The three remaining tracks also involve the septet, the standout of which is “I Still Remember Clyfford Still,” obviously a nod to the standard “I Remember Clifford.” (for iconic bebop trumpeter Clifford Brown) but something altogether different as its ‘gray’ opening owes to the stark black-and-white huge paintings from artist Clyfford Still. Carey’s sly humor in his playing as well as the ensemble’s is especially ‘out’ here as they splash color after color onto that proverbial canvas. Carey’s unconventional improvisatory approach also takes shape on two of his existing pieces.

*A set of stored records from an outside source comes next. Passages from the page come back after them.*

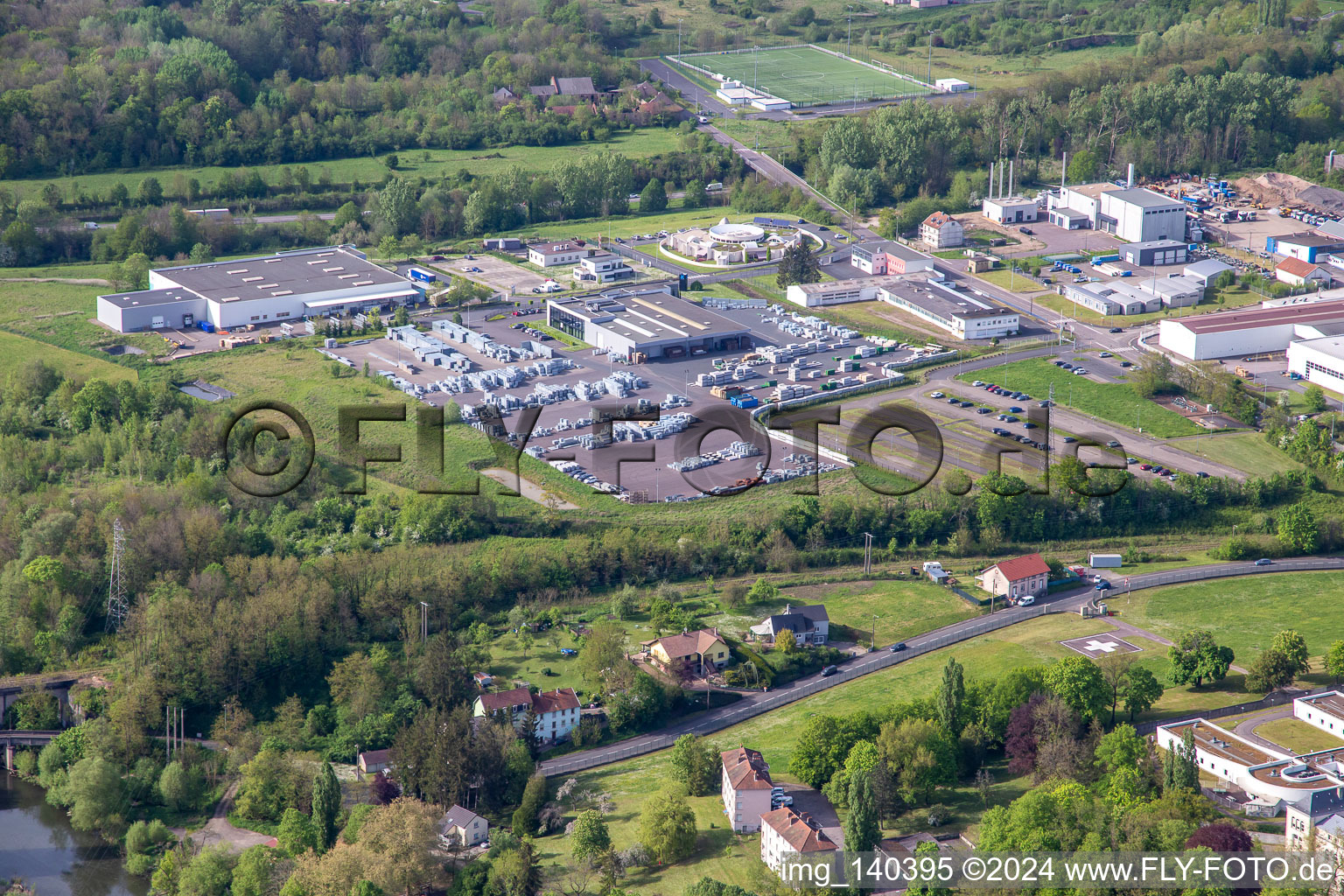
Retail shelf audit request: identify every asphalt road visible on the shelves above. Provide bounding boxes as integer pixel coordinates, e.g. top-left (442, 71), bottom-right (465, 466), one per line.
top-left (539, 557), bottom-right (1344, 776)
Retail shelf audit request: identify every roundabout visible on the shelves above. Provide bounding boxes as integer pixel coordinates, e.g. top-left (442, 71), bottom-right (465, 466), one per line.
top-left (659, 218), bottom-right (825, 270)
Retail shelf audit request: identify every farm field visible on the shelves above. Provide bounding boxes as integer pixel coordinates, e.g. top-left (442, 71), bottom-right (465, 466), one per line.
top-left (0, 128), bottom-right (682, 204)
top-left (957, 357), bottom-right (1204, 438)
top-left (1172, 432), bottom-right (1302, 477)
top-left (1111, 572), bottom-right (1344, 668)
top-left (717, 579), bottom-right (980, 646)
top-left (682, 46), bottom-right (933, 106)
top-left (1247, 718), bottom-right (1340, 755)
top-left (0, 331), bottom-right (138, 383)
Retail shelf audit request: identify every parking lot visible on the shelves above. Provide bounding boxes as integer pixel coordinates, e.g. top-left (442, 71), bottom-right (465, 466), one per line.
top-left (322, 298), bottom-right (911, 501)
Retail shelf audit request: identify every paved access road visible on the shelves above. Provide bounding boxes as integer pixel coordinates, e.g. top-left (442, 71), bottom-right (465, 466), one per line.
top-left (540, 556), bottom-right (1344, 776)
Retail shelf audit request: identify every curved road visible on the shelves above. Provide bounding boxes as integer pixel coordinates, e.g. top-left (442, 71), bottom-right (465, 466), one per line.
top-left (539, 557), bottom-right (1344, 776)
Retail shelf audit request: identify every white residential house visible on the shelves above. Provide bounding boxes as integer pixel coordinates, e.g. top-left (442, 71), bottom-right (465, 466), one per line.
top-left (719, 747), bottom-right (774, 833)
top-left (438, 806), bottom-right (491, 846)
top-left (760, 806), bottom-right (840, 874)
top-left (980, 554), bottom-right (1050, 599)
top-left (752, 603), bottom-right (830, 645)
top-left (472, 688), bottom-right (582, 741)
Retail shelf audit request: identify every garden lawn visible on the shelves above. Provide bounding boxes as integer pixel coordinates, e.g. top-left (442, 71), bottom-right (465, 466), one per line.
top-left (1172, 432), bottom-right (1302, 477)
top-left (0, 331), bottom-right (138, 383)
top-left (485, 626), bottom-right (584, 693)
top-left (957, 357), bottom-right (1203, 438)
top-left (0, 128), bottom-right (682, 200)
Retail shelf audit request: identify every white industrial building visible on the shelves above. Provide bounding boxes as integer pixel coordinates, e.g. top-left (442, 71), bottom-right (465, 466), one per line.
top-left (1047, 168), bottom-right (1186, 243)
top-left (1157, 299), bottom-right (1344, 361)
top-left (546, 286), bottom-right (752, 360)
top-left (98, 246), bottom-right (422, 333)
top-left (1136, 274), bottom-right (1204, 308)
top-left (1065, 286), bottom-right (1163, 316)
top-left (1287, 335), bottom-right (1344, 392)
top-left (1098, 186), bottom-right (1186, 243)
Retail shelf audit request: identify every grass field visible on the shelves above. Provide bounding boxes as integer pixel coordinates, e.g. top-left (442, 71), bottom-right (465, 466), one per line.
top-left (957, 357), bottom-right (1204, 438)
top-left (717, 580), bottom-right (980, 645)
top-left (685, 46), bottom-right (933, 106)
top-left (1111, 572), bottom-right (1344, 666)
top-left (0, 128), bottom-right (682, 199)
top-left (1172, 432), bottom-right (1302, 477)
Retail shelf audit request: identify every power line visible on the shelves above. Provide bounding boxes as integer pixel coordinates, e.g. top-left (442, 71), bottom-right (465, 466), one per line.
top-left (108, 517), bottom-right (129, 632)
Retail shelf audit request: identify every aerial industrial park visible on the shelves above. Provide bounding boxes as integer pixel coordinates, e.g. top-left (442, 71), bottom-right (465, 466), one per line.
top-left (8, 0), bottom-right (1344, 896)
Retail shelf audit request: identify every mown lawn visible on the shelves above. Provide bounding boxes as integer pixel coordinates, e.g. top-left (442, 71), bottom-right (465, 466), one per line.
top-left (957, 357), bottom-right (1204, 438)
top-left (1172, 432), bottom-right (1302, 477)
top-left (0, 332), bottom-right (140, 383)
top-left (0, 128), bottom-right (682, 200)
top-left (1110, 572), bottom-right (1344, 668)
top-left (1247, 718), bottom-right (1341, 755)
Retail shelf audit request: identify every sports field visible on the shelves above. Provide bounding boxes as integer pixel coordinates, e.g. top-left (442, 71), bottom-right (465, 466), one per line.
top-left (682, 46), bottom-right (933, 106)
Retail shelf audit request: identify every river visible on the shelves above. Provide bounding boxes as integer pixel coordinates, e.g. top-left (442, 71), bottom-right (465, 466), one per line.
top-left (0, 770), bottom-right (149, 896)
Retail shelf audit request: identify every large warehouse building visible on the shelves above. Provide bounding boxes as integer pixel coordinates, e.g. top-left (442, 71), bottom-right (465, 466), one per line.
top-left (98, 246), bottom-right (421, 333)
top-left (1157, 299), bottom-right (1344, 361)
top-left (546, 288), bottom-right (752, 360)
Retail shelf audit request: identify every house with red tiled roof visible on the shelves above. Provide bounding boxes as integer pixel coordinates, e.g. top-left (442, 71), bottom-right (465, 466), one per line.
top-left (1274, 258), bottom-right (1332, 286)
top-left (978, 554), bottom-right (1050, 600)
top-left (640, 628), bottom-right (729, 675)
top-left (760, 806), bottom-right (840, 874)
top-left (719, 747), bottom-right (774, 833)
top-left (472, 688), bottom-right (582, 741)
top-left (920, 211), bottom-right (966, 248)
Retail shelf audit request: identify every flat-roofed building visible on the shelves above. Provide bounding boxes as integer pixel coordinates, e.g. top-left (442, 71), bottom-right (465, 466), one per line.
top-left (1116, 239), bottom-right (1189, 268)
top-left (1157, 718), bottom-right (1344, 818)
top-left (980, 196), bottom-right (1040, 224)
top-left (878, 274), bottom-right (1020, 340)
top-left (1096, 186), bottom-right (1186, 243)
top-left (546, 286), bottom-right (752, 360)
top-left (1274, 258), bottom-right (1334, 286)
top-left (97, 246), bottom-right (422, 333)
top-left (1157, 299), bottom-right (1344, 361)
top-left (1134, 276), bottom-right (1204, 308)
top-left (527, 243), bottom-right (584, 268)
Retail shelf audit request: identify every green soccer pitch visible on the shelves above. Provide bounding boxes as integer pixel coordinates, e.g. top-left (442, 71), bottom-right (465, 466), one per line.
top-left (684, 46), bottom-right (933, 106)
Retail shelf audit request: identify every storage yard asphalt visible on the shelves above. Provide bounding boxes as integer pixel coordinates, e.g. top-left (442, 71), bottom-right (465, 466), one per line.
top-left (539, 556), bottom-right (1344, 776)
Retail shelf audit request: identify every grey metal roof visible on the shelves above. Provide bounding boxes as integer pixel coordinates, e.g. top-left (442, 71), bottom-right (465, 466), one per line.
top-left (156, 247), bottom-right (410, 302)
top-left (1106, 186), bottom-right (1181, 208)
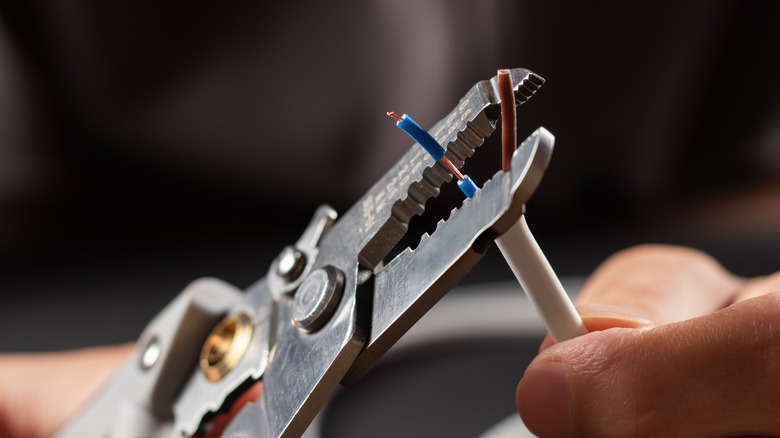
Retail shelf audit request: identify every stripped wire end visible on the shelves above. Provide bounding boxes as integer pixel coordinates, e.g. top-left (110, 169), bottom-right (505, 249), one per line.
top-left (387, 111), bottom-right (477, 198)
top-left (498, 68), bottom-right (517, 172)
top-left (387, 111), bottom-right (404, 123)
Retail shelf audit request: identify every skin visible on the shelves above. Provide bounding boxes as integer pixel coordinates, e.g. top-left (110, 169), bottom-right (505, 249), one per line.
top-left (517, 246), bottom-right (780, 437)
top-left (6, 245), bottom-right (780, 438)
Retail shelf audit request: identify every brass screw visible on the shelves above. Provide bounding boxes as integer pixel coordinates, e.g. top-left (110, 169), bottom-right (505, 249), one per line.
top-left (200, 313), bottom-right (252, 382)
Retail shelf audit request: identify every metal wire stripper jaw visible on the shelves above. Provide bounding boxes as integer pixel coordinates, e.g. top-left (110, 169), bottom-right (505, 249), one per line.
top-left (59, 69), bottom-right (553, 437)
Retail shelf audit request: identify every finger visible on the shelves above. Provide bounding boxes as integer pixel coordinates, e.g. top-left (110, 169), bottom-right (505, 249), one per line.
top-left (0, 344), bottom-right (133, 437)
top-left (539, 304), bottom-right (653, 352)
top-left (517, 294), bottom-right (780, 437)
top-left (736, 272), bottom-right (780, 301)
top-left (577, 245), bottom-right (742, 327)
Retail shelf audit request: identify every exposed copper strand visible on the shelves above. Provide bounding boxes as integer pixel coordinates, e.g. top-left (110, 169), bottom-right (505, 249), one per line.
top-left (498, 68), bottom-right (517, 172)
top-left (387, 111), bottom-right (404, 122)
top-left (441, 157), bottom-right (464, 181)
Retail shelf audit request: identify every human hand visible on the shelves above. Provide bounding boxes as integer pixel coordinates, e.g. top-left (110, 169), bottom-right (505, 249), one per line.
top-left (0, 344), bottom-right (133, 438)
top-left (517, 246), bottom-right (780, 437)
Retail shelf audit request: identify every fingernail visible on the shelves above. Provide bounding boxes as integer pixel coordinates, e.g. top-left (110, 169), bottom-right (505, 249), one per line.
top-left (517, 361), bottom-right (576, 437)
top-left (577, 303), bottom-right (653, 329)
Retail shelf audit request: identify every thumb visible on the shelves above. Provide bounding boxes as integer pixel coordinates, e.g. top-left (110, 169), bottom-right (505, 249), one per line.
top-left (517, 294), bottom-right (780, 437)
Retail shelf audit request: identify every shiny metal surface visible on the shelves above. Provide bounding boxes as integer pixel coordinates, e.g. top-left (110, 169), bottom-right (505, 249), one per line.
top-left (349, 128), bottom-right (554, 381)
top-left (226, 69), bottom-right (552, 436)
top-left (59, 69), bottom-right (553, 437)
top-left (292, 266), bottom-right (344, 333)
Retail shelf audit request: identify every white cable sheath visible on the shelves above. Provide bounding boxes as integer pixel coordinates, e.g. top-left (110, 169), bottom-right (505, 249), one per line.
top-left (496, 216), bottom-right (587, 342)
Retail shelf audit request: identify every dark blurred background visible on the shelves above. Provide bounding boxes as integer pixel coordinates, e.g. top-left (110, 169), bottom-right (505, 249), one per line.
top-left (0, 0), bottom-right (780, 351)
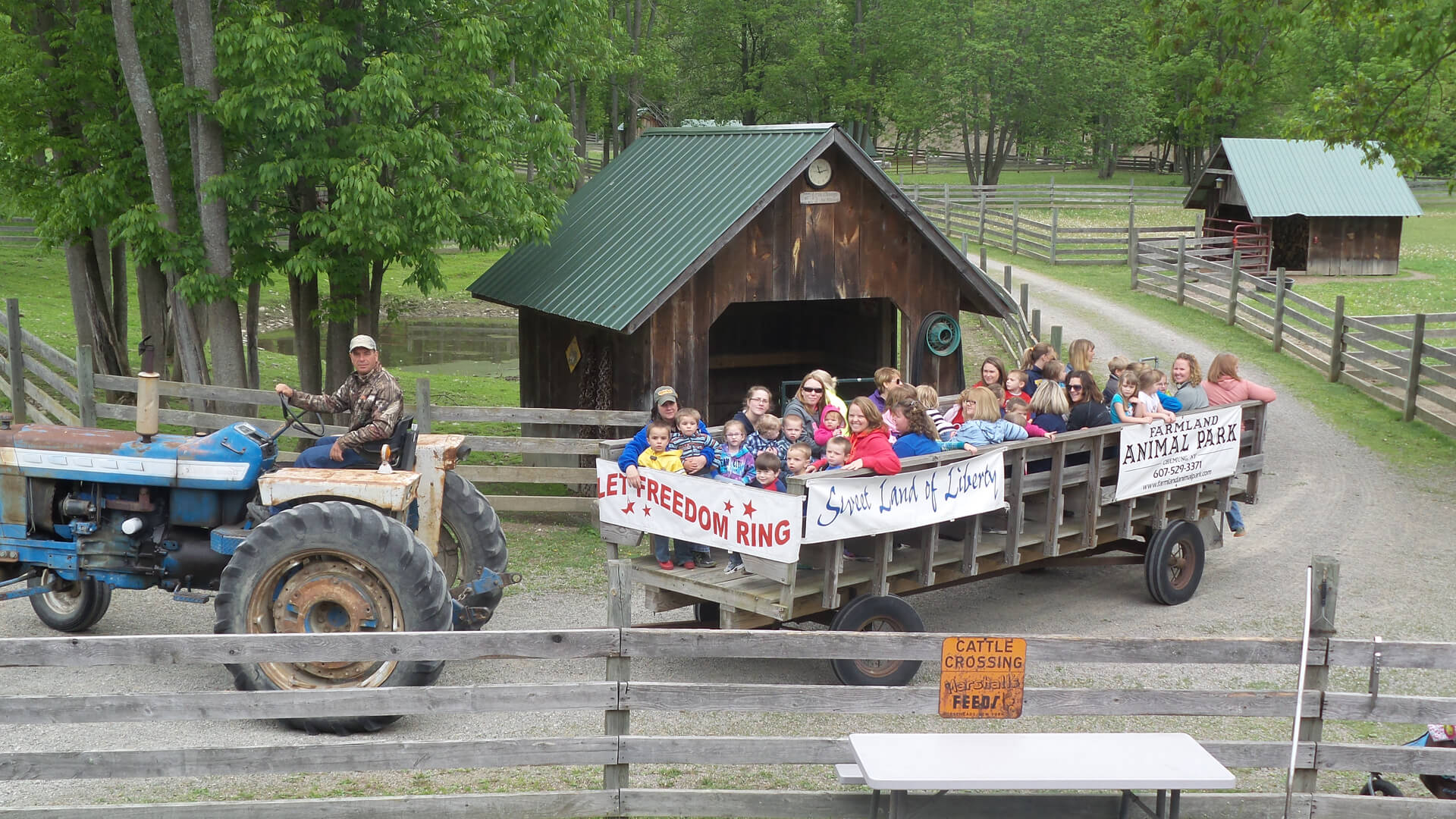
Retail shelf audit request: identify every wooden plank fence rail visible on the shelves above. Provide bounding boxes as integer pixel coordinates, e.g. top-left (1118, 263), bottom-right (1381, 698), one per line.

The opening “Rain Tune” with bizarre sonics mimicking precipitation and the unpredictable series of solos. The strings certainly make their presence prominent on this opening track. “Sink/Swim” does much of the same in terms of water imagery as it accents the bass-drum tandem amidst the swirling strings and loquacious trumpet and alto. Knudsen’s aggressive, twisting solo mid-piece are her finest moments on the album.
If Carey is a new name for you, his cred is considerable. He studied at NYC’s New School under Cecil Bridgewater and Charles Tolliver, and on the composition side with Bill Kirchner and Maria Schneider. He built his improvisational chops working in classes with Joanne Brackeen, Andrew Cyrille, Billy Harper, and Reggie Workman. Since, he has logged considerable experience as both a sideman and leader of various ensembles in The Bay Area. Strange Arts is his sixth album, recorded pre-pandemic before his dad’s passing.
The fruits of that expert schooling and versatile experience on the bandstand are on vivid display here on Strange Arts, strange indeed but remarkably compelling as well.